The App Store link can be found here:
https://apps.apple.com/us/app/piccybot/id6476859317

I am really hoping it will be of use to some. I have earlier created the app 'Talking Goggles' which was well received by the low vision community, but PiccyBot is a lot more powerful and hopefully useful!

Thanks and best regards,

Martijn van der Spek

Options

Comments

By Gokul on Monday, June 17, 2024 - 12:19

I can capture a video in meta glasses and get it described with the app? Interesting! not realtime, but still...

By privatetai on Monday, June 17, 2024 - 12:19

"Someone on here mentioned a few comments back that they produced a slideshow and imported it (as a video) to PiccyBot. Simple question; how did that person do that? I can't find any way in the photos app that allows me to save a slideshow I have created. slightly off-topic I know but I've asked elsewhere and it didn't seem to register."
Personally I can't seem to get the photo app to share or save the slideshows I created. i read online you save the photos to a folder, and then you save that folder as memory and then you can go to memory and save it as video- but I've not been able to get that to work. So I use the alternative method: Imovie. The imovie app on your phone will allow you to join videos, photos, insert sound clips, add music and all that. And it's pretty accessible and self explanatory.

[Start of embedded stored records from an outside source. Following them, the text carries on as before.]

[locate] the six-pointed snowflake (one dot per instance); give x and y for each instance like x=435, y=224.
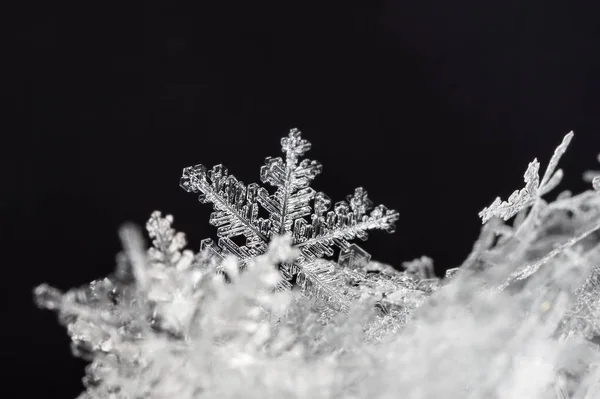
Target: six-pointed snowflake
x=294, y=209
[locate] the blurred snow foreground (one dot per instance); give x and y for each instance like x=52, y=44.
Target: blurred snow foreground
x=273, y=318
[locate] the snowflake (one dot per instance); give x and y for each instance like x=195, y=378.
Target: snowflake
x=294, y=209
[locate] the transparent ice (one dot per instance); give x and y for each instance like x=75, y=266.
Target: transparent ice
x=294, y=209
x=519, y=318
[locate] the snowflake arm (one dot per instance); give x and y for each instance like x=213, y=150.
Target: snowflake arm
x=236, y=210
x=534, y=188
x=295, y=209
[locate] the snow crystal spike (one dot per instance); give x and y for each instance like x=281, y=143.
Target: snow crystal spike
x=294, y=209
x=534, y=186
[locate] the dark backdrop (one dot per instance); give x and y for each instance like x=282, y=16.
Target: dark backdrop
x=435, y=107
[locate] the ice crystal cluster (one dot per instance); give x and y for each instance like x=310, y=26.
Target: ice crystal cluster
x=264, y=312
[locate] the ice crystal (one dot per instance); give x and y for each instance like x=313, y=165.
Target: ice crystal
x=294, y=209
x=519, y=318
x=534, y=188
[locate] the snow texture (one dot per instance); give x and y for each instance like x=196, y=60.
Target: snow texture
x=518, y=319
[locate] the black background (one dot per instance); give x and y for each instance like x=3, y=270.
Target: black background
x=435, y=107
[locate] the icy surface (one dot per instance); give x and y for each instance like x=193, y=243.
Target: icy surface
x=294, y=209
x=520, y=318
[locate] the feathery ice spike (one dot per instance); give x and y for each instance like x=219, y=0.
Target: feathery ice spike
x=294, y=209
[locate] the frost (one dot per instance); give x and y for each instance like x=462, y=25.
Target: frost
x=534, y=188
x=519, y=318
x=294, y=209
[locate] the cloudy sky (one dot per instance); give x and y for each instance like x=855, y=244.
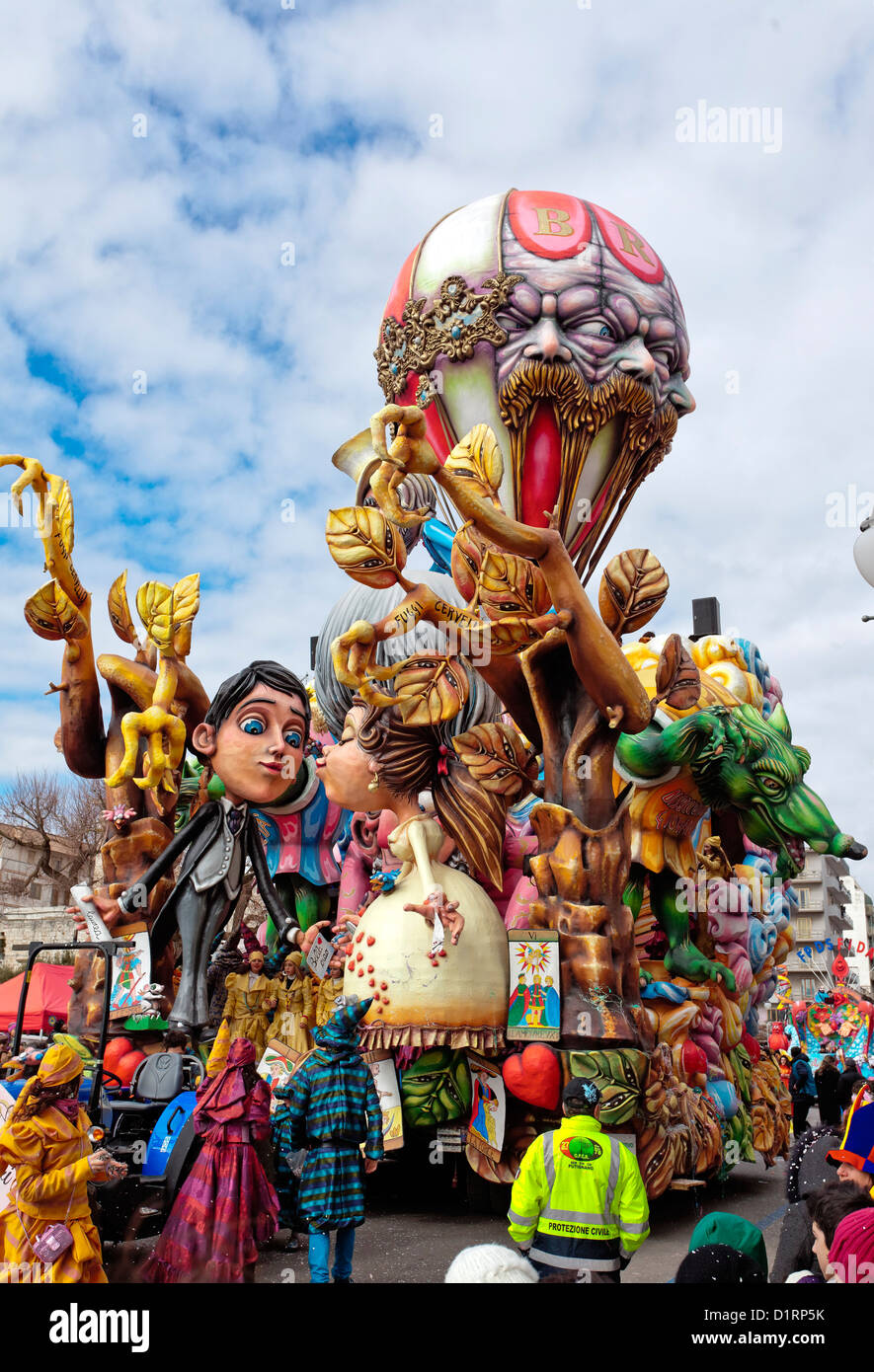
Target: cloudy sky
x=158, y=157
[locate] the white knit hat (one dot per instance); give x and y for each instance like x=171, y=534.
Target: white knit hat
x=490, y=1263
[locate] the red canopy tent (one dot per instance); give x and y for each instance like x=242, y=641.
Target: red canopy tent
x=48, y=998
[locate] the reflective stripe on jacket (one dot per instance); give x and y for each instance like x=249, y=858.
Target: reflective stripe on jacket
x=579, y=1199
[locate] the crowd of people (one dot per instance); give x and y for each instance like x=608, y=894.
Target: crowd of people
x=295, y=1158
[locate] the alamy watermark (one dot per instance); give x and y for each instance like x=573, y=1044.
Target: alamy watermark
x=755, y=123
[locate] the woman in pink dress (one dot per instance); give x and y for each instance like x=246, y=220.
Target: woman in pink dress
x=226, y=1206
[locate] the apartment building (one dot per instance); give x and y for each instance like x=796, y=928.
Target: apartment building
x=822, y=914
x=860, y=911
x=36, y=913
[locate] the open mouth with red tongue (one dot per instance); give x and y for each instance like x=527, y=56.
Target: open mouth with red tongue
x=541, y=468
x=542, y=478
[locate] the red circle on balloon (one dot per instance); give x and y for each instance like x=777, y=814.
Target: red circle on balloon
x=629, y=247
x=548, y=222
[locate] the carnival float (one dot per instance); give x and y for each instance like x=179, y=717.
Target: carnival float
x=552, y=843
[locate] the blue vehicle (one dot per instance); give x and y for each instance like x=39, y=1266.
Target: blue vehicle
x=148, y=1125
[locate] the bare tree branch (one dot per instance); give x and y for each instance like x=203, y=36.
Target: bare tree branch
x=63, y=822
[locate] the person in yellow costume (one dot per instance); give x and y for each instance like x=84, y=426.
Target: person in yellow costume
x=294, y=1006
x=250, y=999
x=45, y=1140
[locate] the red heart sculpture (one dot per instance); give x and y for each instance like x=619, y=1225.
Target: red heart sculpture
x=534, y=1076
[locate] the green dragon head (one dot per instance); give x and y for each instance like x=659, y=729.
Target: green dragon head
x=743, y=762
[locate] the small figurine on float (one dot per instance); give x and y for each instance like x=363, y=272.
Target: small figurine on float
x=253, y=738
x=251, y=996
x=325, y=998
x=294, y=1006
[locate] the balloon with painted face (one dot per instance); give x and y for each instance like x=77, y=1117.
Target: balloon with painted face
x=553, y=321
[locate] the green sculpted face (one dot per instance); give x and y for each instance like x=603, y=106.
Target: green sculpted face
x=743, y=762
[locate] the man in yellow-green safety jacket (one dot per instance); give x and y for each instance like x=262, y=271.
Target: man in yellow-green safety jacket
x=579, y=1203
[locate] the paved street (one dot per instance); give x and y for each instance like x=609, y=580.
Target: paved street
x=419, y=1219
x=418, y=1248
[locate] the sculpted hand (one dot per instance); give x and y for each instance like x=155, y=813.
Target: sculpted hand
x=312, y=935
x=106, y=906
x=450, y=918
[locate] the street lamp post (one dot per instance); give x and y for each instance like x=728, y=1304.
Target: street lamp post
x=863, y=553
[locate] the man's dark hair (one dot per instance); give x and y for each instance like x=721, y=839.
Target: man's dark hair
x=238, y=688
x=834, y=1203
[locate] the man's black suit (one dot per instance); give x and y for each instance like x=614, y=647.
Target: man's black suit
x=213, y=861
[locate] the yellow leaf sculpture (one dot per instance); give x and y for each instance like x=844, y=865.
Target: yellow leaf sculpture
x=430, y=689
x=52, y=615
x=497, y=757
x=633, y=589
x=478, y=458
x=366, y=545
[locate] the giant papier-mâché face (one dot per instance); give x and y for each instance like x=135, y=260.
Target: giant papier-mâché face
x=554, y=323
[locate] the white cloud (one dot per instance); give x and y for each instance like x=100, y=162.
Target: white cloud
x=162, y=254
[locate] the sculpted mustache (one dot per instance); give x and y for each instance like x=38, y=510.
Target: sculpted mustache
x=578, y=404
x=581, y=412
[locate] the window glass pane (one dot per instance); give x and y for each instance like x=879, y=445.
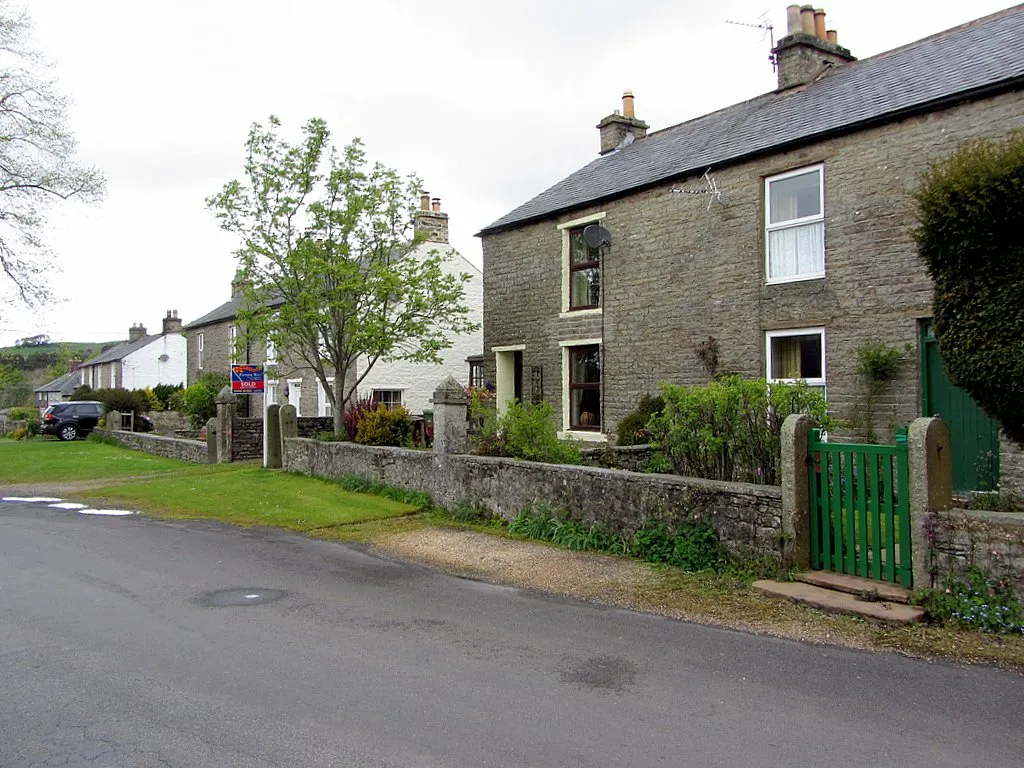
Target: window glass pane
x=795, y=197
x=580, y=252
x=796, y=356
x=586, y=366
x=797, y=250
x=585, y=289
x=586, y=408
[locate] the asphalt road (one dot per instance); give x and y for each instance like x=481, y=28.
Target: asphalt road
x=122, y=644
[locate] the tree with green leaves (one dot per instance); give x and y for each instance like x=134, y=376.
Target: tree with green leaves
x=36, y=159
x=329, y=264
x=971, y=216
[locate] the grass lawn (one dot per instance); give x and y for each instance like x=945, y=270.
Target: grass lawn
x=41, y=460
x=252, y=496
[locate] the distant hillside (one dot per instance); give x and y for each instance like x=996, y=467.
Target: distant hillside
x=43, y=355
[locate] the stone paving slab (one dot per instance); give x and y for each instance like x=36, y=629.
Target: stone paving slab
x=855, y=585
x=840, y=602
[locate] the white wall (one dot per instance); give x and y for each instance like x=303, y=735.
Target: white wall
x=144, y=369
x=418, y=380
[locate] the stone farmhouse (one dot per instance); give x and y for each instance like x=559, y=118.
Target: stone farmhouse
x=777, y=230
x=143, y=360
x=212, y=344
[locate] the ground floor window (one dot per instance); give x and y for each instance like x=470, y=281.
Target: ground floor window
x=795, y=355
x=390, y=398
x=585, y=387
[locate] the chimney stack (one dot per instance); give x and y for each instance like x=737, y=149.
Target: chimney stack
x=430, y=221
x=622, y=130
x=172, y=324
x=808, y=50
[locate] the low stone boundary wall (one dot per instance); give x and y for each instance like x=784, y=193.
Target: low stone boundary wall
x=992, y=542
x=747, y=517
x=172, y=448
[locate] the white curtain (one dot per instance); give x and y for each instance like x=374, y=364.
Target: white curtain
x=797, y=250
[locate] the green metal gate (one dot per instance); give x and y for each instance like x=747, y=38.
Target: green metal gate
x=859, y=509
x=975, y=436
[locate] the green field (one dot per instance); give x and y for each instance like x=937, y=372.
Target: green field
x=41, y=460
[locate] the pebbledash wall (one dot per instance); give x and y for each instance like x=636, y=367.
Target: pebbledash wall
x=747, y=517
x=172, y=448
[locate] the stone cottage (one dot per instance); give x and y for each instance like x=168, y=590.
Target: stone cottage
x=776, y=231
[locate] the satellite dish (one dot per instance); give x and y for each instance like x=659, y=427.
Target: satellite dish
x=596, y=236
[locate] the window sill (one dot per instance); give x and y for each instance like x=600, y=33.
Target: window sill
x=583, y=435
x=796, y=279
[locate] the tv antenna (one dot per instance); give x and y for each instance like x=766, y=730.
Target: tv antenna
x=767, y=30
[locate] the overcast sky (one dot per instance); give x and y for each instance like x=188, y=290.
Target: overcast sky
x=489, y=103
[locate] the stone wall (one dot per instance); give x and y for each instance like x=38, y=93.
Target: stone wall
x=990, y=541
x=247, y=442
x=678, y=271
x=172, y=448
x=747, y=517
x=310, y=426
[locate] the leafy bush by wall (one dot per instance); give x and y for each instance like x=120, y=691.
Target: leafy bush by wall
x=384, y=427
x=731, y=428
x=971, y=216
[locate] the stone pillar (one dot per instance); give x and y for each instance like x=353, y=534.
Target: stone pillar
x=451, y=406
x=225, y=424
x=212, y=441
x=931, y=467
x=272, y=454
x=796, y=534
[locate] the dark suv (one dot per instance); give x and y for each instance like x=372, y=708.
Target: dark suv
x=71, y=420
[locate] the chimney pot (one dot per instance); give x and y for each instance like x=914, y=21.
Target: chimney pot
x=807, y=19
x=819, y=24
x=793, y=23
x=628, y=111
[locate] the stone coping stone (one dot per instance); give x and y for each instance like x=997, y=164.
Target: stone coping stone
x=841, y=602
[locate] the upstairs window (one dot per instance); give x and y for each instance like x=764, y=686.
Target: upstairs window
x=795, y=225
x=585, y=272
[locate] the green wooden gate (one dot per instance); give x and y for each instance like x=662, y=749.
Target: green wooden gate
x=859, y=509
x=975, y=436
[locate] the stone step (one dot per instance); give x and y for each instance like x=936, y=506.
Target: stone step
x=856, y=586
x=841, y=602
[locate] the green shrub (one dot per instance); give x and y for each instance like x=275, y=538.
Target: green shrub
x=978, y=602
x=731, y=428
x=971, y=216
x=525, y=431
x=384, y=427
x=633, y=429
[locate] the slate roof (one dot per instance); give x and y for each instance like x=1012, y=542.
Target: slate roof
x=983, y=55
x=64, y=384
x=121, y=351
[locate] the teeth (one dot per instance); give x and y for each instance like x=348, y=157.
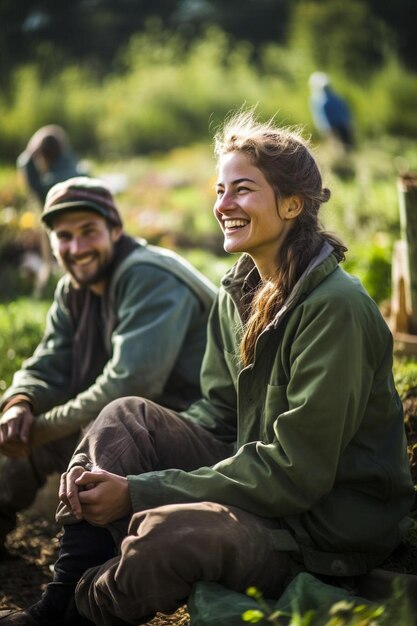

By Bingo Little on Monday, June 17, 2024 - 12:19

Subject line says it all. I share a video to PiccyBot, or a photo, and nothing happens. I'm returned to the share sheet with all its various options. Anyone else having this?

By mr grieves on Monday, June 17, 2024 - 12:19

I just went into the Photos app, selected a video and shared it to the pixie and it worked great.

Where are you sharing from?

By Bingo Little on Monday, June 17, 2024 - 12:19

I'm sharing from the photos app too. It doesn't seem to be playing ball.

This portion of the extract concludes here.